You know, many of us felt that the Oslo process was running out of steam and not much was happening, and maybe a two-state solution would never emerge.
“This is tactical. The strategic mission is a two-state solution for all of us.”
Actually, I think that sense now in G20 and in the UN and in Western circles and the EU and so on, is that it’s actually more necessary than ever before.
Do you support the goal of Israel eliminating Hamas militarily? Because I did not hear you say that when you were outlining what you do support.
I would very much like to see Hamas disappear, definitely. Particularly as a military organization. We have from the very outset said that Israel has obviously a right to defend itself, but there are two things to say about that.
First, the self-defense has also to take place within the remit of international law and international humanitarian law, which binds all countries and also other armed actors. And many of us have been critical of some of the military choices, not the war itself, but some of the choices in the war.
And the second thing, and I also say that as a former defense minister, that one of the key principles of military theory is that you always need a political solution. The use of the military is always to [serve] a political end. And even your own defense minister has been questioning whether there is clarity on what that political end is. So we’re worried about that. But to defend yourself against terror, by all means, we support that.
Do you think that the International Criminal Court is justified in seeking arrest warrants for Netanyahu and [Defense Minister Yoav] Gallant?
Well, I actually see the ICC as an independent court. And just as we treat our own courts, we respect the decisions of the court, but we do not have opinions [on] what the court does.
What we have said is that we support the existence and the work of the ICC. We are one of the 124 signatories to the Rome Statute, but we respect the court’s independence. So we do not have a view on the individual decisions, but we will respect them when decisions are made, as we’ve always done since we set it up.
I do not think that one can compare Netanyahu to the Hamas leaders.

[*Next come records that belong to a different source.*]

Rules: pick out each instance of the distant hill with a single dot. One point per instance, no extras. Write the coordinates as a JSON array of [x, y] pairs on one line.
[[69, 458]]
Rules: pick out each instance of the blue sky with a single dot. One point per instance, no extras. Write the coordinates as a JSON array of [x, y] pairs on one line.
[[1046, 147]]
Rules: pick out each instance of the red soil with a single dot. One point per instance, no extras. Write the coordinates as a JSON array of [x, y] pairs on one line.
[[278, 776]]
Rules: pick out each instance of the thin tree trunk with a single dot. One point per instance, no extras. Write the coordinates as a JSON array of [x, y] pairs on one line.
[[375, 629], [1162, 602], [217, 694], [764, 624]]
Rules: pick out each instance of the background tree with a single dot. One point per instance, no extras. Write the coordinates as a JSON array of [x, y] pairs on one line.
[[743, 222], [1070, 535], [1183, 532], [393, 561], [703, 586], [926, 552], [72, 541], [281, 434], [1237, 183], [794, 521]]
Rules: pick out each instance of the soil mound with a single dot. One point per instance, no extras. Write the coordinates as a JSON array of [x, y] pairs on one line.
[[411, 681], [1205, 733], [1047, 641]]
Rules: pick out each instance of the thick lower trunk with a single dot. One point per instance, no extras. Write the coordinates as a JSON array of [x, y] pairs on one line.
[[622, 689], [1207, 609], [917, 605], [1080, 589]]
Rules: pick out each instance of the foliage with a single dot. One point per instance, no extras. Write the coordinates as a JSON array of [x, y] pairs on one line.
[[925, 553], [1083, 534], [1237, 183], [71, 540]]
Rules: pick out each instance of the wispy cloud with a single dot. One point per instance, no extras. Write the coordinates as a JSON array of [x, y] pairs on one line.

And it’s interesting to note that every EU member, all NATO members, apart from the US and Turkey, all other US allies in Asia and Oceania and so on, are all members of ICC. So the Western norm is to be in full support of ICC, and we belong to that Western norm. Unfortunately, Israel and the US are on the side of Iran, Syria, China and Russia, who have not signed the ICC.
But other EU states have come out against this, and the comparison, this parallel between Netanyahu and [Hamas leader Yahya] Sinwar.
Yeah, that’s something else. I do not think that one can compare Netanyahu to the Hamas leaders; I agree that that cannot be compared. But I do not agree that they were compared, because [the ICC prosecutors are] building individual cases against the five individuals, and they’re not, they’re not seen as the same if you read the statements from ICC.